Fadlul mengatakan, ini merupakan WTP ke-delapan yang didapat BPKH secara berturut-turut sejak berdiri pada 2017.
“Kepada calon jemaah, kami ingin memberikan pesan bahwa dana haji tetap aman dan terjaga, dikelola secara profesional, dan diinvestasikan sesuai prinsip-prinsip syariah dan peraturan yang berlaku,” kata Fadlul dalam Media Briefing di Jakarta, Senin (27/7).
Dia lalu menjelaskan, perolehan opini WTP ini mencerminkan bahwa konsistensi tata kelola, transparansi, dan akuntabilitas pengelolaan dana haji tetap terjaga. “Ini wujud komitmen BPKH dalam menjaga amanah jutaan jemaah haji Indonesia,” ujar dia.

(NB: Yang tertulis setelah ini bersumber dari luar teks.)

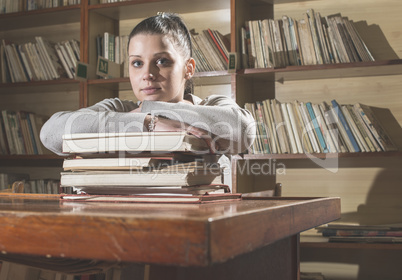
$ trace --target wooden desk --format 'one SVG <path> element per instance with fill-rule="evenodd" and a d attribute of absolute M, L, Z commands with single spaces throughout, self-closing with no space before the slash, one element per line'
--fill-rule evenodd
<path fill-rule="evenodd" d="M 339 217 L 339 198 L 178 205 L 0 195 L 0 259 L 155 264 L 151 279 L 297 279 L 299 232 Z"/>

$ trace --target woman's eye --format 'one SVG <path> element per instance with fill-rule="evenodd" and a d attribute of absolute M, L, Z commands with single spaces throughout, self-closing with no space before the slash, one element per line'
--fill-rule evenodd
<path fill-rule="evenodd" d="M 142 62 L 138 61 L 138 60 L 134 60 L 131 62 L 131 65 L 138 68 L 138 67 L 141 67 Z"/>
<path fill-rule="evenodd" d="M 162 66 L 167 66 L 167 65 L 170 64 L 170 61 L 169 61 L 169 59 L 167 59 L 167 58 L 160 58 L 160 59 L 158 59 L 158 60 L 156 61 L 156 64 L 157 64 L 157 65 L 162 65 Z"/>

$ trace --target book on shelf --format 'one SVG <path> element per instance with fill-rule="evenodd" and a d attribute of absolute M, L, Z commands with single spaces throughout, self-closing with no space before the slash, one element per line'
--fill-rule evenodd
<path fill-rule="evenodd" d="M 0 173 L 0 192 L 11 192 L 13 184 L 23 182 L 24 193 L 59 193 L 59 180 L 55 179 L 31 179 L 27 173 Z"/>
<path fill-rule="evenodd" d="M 191 30 L 196 71 L 222 71 L 228 69 L 230 41 L 217 30 Z"/>
<path fill-rule="evenodd" d="M 48 153 L 39 138 L 45 117 L 25 111 L 2 110 L 0 114 L 0 154 L 40 155 Z"/>
<path fill-rule="evenodd" d="M 266 143 L 269 153 L 278 154 L 398 150 L 392 138 L 399 139 L 402 130 L 388 109 L 336 100 L 313 104 L 272 99 L 257 106 L 260 103 L 245 104 L 256 119 L 257 133 L 262 133 L 250 153 L 267 153 Z"/>
<path fill-rule="evenodd" d="M 311 8 L 299 19 L 246 21 L 241 47 L 250 68 L 374 61 L 352 20 Z"/>
<path fill-rule="evenodd" d="M 0 190 L 11 188 L 15 181 L 29 180 L 29 174 L 27 173 L 0 173 Z"/>
<path fill-rule="evenodd" d="M 96 55 L 122 65 L 123 77 L 128 77 L 128 35 L 104 32 L 96 36 Z"/>
<path fill-rule="evenodd" d="M 333 106 L 334 114 L 340 121 L 340 126 L 342 126 L 346 132 L 346 135 L 344 135 L 344 137 L 352 144 L 352 146 L 349 147 L 349 152 L 360 152 L 361 151 L 360 147 L 357 144 L 356 138 L 352 130 L 350 129 L 350 126 L 345 118 L 345 115 L 342 112 L 342 108 L 339 106 L 336 100 L 331 100 L 331 104 Z"/>
<path fill-rule="evenodd" d="M 329 242 L 351 243 L 402 243 L 402 237 L 393 236 L 330 236 Z"/>
<path fill-rule="evenodd" d="M 320 151 L 323 153 L 328 153 L 329 149 L 327 146 L 327 142 L 324 139 L 323 131 L 321 130 L 320 125 L 318 124 L 318 116 L 315 114 L 311 102 L 306 102 L 306 108 L 307 112 L 309 113 L 311 123 L 313 124 L 313 129 L 318 139 L 318 143 L 320 145 Z"/>
<path fill-rule="evenodd" d="M 330 223 L 316 228 L 329 242 L 401 243 L 402 225 L 358 225 Z"/>
<path fill-rule="evenodd" d="M 53 43 L 42 36 L 19 45 L 3 39 L 0 53 L 2 83 L 73 79 L 80 60 L 78 41 Z"/>
<path fill-rule="evenodd" d="M 79 5 L 81 0 L 43 1 L 43 0 L 2 0 L 0 1 L 0 14 L 49 9 L 70 5 Z"/>
<path fill-rule="evenodd" d="M 384 128 L 386 123 L 381 123 L 379 121 L 379 117 L 382 115 L 381 113 L 386 113 L 390 115 L 390 112 L 384 112 L 384 110 L 380 110 L 379 108 L 374 108 L 365 104 L 356 103 L 354 105 L 356 108 L 356 112 L 359 114 L 365 125 L 368 127 L 373 137 L 376 140 L 376 143 L 380 145 L 383 151 L 396 151 L 397 147 L 391 140 L 388 132 Z M 377 112 L 377 114 L 375 114 Z M 393 128 L 395 130 L 400 130 L 399 127 Z"/>
<path fill-rule="evenodd" d="M 308 135 L 308 138 L 312 145 L 312 151 L 314 153 L 319 153 L 319 152 L 321 152 L 321 150 L 320 150 L 320 147 L 318 144 L 318 139 L 317 139 L 316 133 L 314 133 L 314 127 L 310 120 L 309 113 L 307 111 L 307 107 L 305 106 L 304 102 L 299 102 L 298 105 L 299 106 L 297 106 L 297 109 L 299 109 L 299 111 L 300 111 L 300 115 L 302 116 L 302 120 L 303 120 L 304 127 L 305 127 L 303 133 Z"/>

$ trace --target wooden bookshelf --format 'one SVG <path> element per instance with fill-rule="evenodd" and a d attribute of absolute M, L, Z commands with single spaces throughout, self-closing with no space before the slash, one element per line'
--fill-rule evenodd
<path fill-rule="evenodd" d="M 160 11 L 181 13 L 190 28 L 216 28 L 230 33 L 231 51 L 239 52 L 239 29 L 245 20 L 280 18 L 282 15 L 300 18 L 308 8 L 314 8 L 322 15 L 341 12 L 355 22 L 366 24 L 371 37 L 366 35 L 365 38 L 369 39 L 367 44 L 372 48 L 376 61 L 238 69 L 235 73 L 204 72 L 195 75 L 195 86 L 208 86 L 208 92 L 212 93 L 220 93 L 222 85 L 228 86 L 230 92 L 227 94 L 241 106 L 246 102 L 269 98 L 282 102 L 295 99 L 311 102 L 337 99 L 341 104 L 361 102 L 389 108 L 401 124 L 402 37 L 398 34 L 402 2 L 339 0 L 334 4 L 330 0 L 135 0 L 99 4 L 96 0 L 90 0 L 74 6 L 1 14 L 0 37 L 11 38 L 17 43 L 31 40 L 41 32 L 51 40 L 74 37 L 81 43 L 81 60 L 95 66 L 94 38 L 98 34 L 108 31 L 126 35 L 142 18 Z M 384 46 L 385 43 L 388 47 Z M 91 74 L 95 76 L 95 73 Z M 214 86 L 216 91 L 213 90 Z M 0 109 L 8 109 L 3 106 L 15 103 L 15 107 L 32 109 L 35 113 L 45 111 L 50 115 L 56 111 L 90 106 L 104 98 L 119 97 L 122 92 L 130 93 L 128 78 L 0 84 Z M 304 154 L 238 155 L 233 158 L 233 166 L 248 161 L 263 164 L 275 160 L 286 163 L 288 169 L 286 175 L 270 176 L 243 176 L 239 170 L 233 170 L 234 186 L 244 191 L 254 191 L 269 189 L 276 182 L 281 182 L 284 196 L 340 196 L 345 216 L 358 212 L 362 204 L 374 199 L 378 210 L 385 212 L 384 218 L 388 218 L 386 214 L 389 214 L 389 218 L 398 219 L 402 215 L 396 206 L 396 200 L 402 199 L 398 188 L 402 145 L 401 139 L 397 141 L 400 147 L 398 152 L 312 154 L 317 159 L 338 159 L 339 170 L 334 174 L 317 167 Z M 62 159 L 48 155 L 0 156 L 0 167 L 11 165 L 24 170 L 26 166 L 46 168 L 61 166 Z M 380 198 L 384 198 L 384 201 L 379 201 Z M 370 212 L 363 216 L 367 218 L 374 214 Z M 311 248 L 345 248 L 357 252 L 364 249 L 402 249 L 400 244 L 301 243 L 302 251 Z M 394 279 L 392 277 L 385 278 Z"/>

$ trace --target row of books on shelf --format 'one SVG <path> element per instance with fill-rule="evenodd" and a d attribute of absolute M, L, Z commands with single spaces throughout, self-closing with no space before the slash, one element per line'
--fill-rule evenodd
<path fill-rule="evenodd" d="M 402 225 L 357 225 L 330 223 L 316 228 L 329 242 L 402 243 Z"/>
<path fill-rule="evenodd" d="M 24 182 L 24 193 L 59 193 L 59 180 L 54 179 L 30 179 L 26 173 L 0 173 L 0 192 L 11 189 L 14 182 Z"/>
<path fill-rule="evenodd" d="M 123 77 L 128 77 L 128 35 L 105 32 L 96 36 L 96 54 L 109 61 L 123 65 Z"/>
<path fill-rule="evenodd" d="M 71 263 L 78 267 L 79 261 L 74 260 Z M 113 267 L 98 273 L 81 272 L 74 275 L 6 261 L 0 263 L 0 271 L 0 280 L 120 280 L 124 273 L 122 268 Z"/>
<path fill-rule="evenodd" d="M 301 19 L 246 21 L 241 29 L 243 68 L 374 61 L 354 22 L 340 13 Z"/>
<path fill-rule="evenodd" d="M 2 40 L 0 73 L 2 83 L 74 79 L 80 46 L 77 40 L 53 43 L 36 36 L 34 42 L 14 44 Z"/>
<path fill-rule="evenodd" d="M 46 118 L 30 112 L 2 110 L 0 154 L 40 155 L 46 153 L 39 132 Z"/>
<path fill-rule="evenodd" d="M 57 8 L 80 3 L 81 0 L 1 0 L 0 14 Z"/>
<path fill-rule="evenodd" d="M 191 31 L 196 72 L 223 71 L 228 69 L 230 40 L 217 30 Z"/>
<path fill-rule="evenodd" d="M 250 153 L 344 153 L 395 151 L 380 116 L 389 110 L 356 103 L 279 102 L 267 99 L 246 103 L 254 116 L 257 137 Z M 400 127 L 399 127 L 400 130 Z"/>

Salah satu yang disampaikan Fadlul adalah peningkatan dana kelolaan dan nilai manfaat yang tetap optimal pada 2025. Saldo dana kelolaan meningkat 5,30% pada 2025 menjadi Rp 180,74 triliun, meskipun masih belum mencapai target yang ditetapkan, yaitu Rp 188,86 triliun.
Salah satu faktor tidak tercapainya target dana kelolaan adalah penarikan uang muka penyelenggaraan ibadah haji 2026 pada 2025, senilai Rp7,8 triliun. Uang muka tersebut disetorkan kepada otoritas Arab Saudi untuk layanan dasar penyelenggaraan ibadah haji seperti sewa tenda, akomodasi, katering, dan sebagainya.
Adapun nilai manfaat meningkat menjadi Rp 12,05 triliun pada 2025, naik 4,42% dari perolehan pada 2024. Namun, jumlahnya juga belum mencapai target pada 2025 senilai Rp 12,89 triliun.
“Nilai manfaat yang dihasilkan bukan semata-mata untuk jemaah haji yang berangkat tahun ini, tapi dicadangkan sebagai hasil yang kami investasikan, untuk jemaah yang menunggu, ada 5,6 juta orang. Yang berangkat 203 ribu orang,” ujar Fadlul.
Fadlul lalu menjelaskan, BPKH menerapkan lima prinsip dibalik konsistensi opini WTP, yaitu mendorong dan terus mengimplementasikan manajemen risiko yang kuat; kepatuhan terhadap regulasi; pengawasan secara berlapis; menggunakan prinsip-prinsip syariah; serta transparansi kepada publik.
“Kami mau menyampaikan 1000 persen kami transparan kepada publik, tidak ada sedikitpun yang ditutup-tutupi,” ucapnya.